Il s’est avéré que dans ce cas particulier et avec les hypothèses de calcul retenues, l’effet
théorique du boulonnage était quasiment négligeable, réduisant de 5 à 10% les déplacements de la
cavité.
Pourtant, quel concepteur oserait préconiser la réalisation de telles cavernes sans boulonnage ?
Cette faible influence du soutènement est souvent constatée lors de la réalisation de
modélisations, et elles doit inciter à s’interroger sur les raisons d’une telle divergence entre
l’expérience et la théorie appliquée :
N La modélisation du boulon est-elle adaptée ?
N Le mode de fonctionnement du boulonnage est-il compris et correctement simulé ?
N Quel est l’effet du boulonnage dans les domaines des petites, moyennes et grandes déformations
de la roche ?
N Les réflexions doivent-elles porter sur la modélisation de la barre ou sur celle du terrain ?
Il s’agit de quelques questions auxquelles il est nécessaire de répondre pour que des simulations
continues 2D et 3D aujourd’hui relativement courantes puissent davantage participer à la définition
et à l’optimisation des soutènements.
6.2. Dimensionnement et justification des structures rigides
La voûte de la caverne principale UX15 est interceptée par 2 grands puits. En l’absence de tout
renforcement à la base de ces derniers, une concentration de contraintes importante se produirait
entre ceux-ci en clé de voûte, susceptible d’engendrer un effondrement général de l’ouvrage. Il a
donc été décidé de disposer, en partie inférieure de ces puits, des anneaux en béton rigidifiant la
voûte et concentrant les contraintes induites par le creusement. Ces structures, dont l’épaisseur varie
entre 2 m et 2, 50 m pour une hauteur maximale de 7 m, sont extrêmement rigides. Elles sont donc
soumises à des sollicitations très élevées induites par des mécanismes de confinement, de torsion et
de flexion.
La justification de ces anneaux de renforcement et leur dimensionnement ont fait appel à des
modélisations numériques tridimensionnelles.

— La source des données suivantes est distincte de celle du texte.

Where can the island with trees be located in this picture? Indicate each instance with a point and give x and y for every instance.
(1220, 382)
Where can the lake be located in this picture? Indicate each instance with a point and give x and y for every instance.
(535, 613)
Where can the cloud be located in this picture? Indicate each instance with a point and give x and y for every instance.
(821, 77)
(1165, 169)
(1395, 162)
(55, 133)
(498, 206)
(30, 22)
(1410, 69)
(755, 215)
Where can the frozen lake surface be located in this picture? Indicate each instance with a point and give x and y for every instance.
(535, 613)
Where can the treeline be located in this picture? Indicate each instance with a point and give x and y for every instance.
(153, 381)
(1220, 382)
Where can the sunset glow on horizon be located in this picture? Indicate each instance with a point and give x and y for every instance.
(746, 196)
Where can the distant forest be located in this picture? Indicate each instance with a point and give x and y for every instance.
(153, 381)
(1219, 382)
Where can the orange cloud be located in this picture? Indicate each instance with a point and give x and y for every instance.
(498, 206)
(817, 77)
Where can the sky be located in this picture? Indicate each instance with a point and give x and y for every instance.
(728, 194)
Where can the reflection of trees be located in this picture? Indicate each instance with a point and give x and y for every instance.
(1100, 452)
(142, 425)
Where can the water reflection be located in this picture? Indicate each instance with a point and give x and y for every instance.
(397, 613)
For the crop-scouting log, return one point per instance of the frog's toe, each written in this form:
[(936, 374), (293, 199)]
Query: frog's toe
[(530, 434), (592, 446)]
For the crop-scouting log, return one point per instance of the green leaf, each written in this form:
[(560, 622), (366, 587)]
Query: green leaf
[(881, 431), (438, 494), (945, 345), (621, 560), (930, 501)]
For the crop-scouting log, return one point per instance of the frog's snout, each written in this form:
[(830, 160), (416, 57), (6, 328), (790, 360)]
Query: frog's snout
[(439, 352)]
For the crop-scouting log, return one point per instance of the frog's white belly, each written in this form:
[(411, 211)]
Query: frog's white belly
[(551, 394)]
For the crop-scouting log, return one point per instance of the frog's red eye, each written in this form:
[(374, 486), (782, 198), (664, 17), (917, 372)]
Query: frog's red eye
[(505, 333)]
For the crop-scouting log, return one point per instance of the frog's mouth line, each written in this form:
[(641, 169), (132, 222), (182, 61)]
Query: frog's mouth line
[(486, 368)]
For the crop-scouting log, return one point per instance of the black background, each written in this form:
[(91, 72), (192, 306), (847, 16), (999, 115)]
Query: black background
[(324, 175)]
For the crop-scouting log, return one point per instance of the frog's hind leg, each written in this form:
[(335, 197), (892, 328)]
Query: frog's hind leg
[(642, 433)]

Les figures 10 et 11 montrent avec les mêmes échelles les zones endommagées où la roche a
atteint le domaine de comportement post-pic. Il apparaît clairement que l’absence des anneaux de
renforcement engendrerait une rupture importante du terrain en clé de voûte.
8. CONCLUSION
Les ouvrages souterrains en cours de réalisation dans le cadre du lot 1 du projet LHC du CERN
sont exceptionnels compte tenu du contexte géologique, des dimensions des principales cavernes et
de l’agencement de l’ensemble des excavations. L’analyse des conditions de stabilité en cours de
creusement et le dimensionnement de l’ensemble des soutènements est donc très complexe et a
nécessité la réalisation de plusieurs calculs bidimensionnels et tridimensionnels. Ces simulations ne
sont cependant pas suffisantes et il était indispensable de compléter cette analyse :
N par une bonne compréhension des mécanismes de transfert des contraintes autour des ouvrages ;
N par une définition précise des objectifs du soutènement et du mode de fonctionnement du
boulonnage passif ;
N par la définition de critères limites permettant d’optimiser le soutènement ;
N par la mise en place d’un système d’auscultation performant permettant de valider le concept
retenu pour le soutènement et les dimensionnements réalisés.
Un aspect essentiel décrit dans cet article est le rôle attribué au béton projeté. Celui-ci est
uniquement destiné à protéger le terrain durant les phases d’excavations et à assurer un très faible
confinement entre les boulons. Il n’a donc pas été pris en compte dans les calculs de stabilité. La
fonction de soutènement est essentiellement assurée par des boulons scellés ayant pour vocation de
renforcer et d’armer le terrain pour permettre le transfert des contraintes autour des excavations.
Si cette conception du soutènement, dans ce cas précis, est la mieux adaptée, il est par contre plus
difficile de justifier le dimensionnement du boulonnage à partir de modélisations numériques
continues. Des réflexions doivent être menées pour améliorer les outils de calcul afin d’exploiter
pleinement les résultats des simulations à des fins de dimensionnement.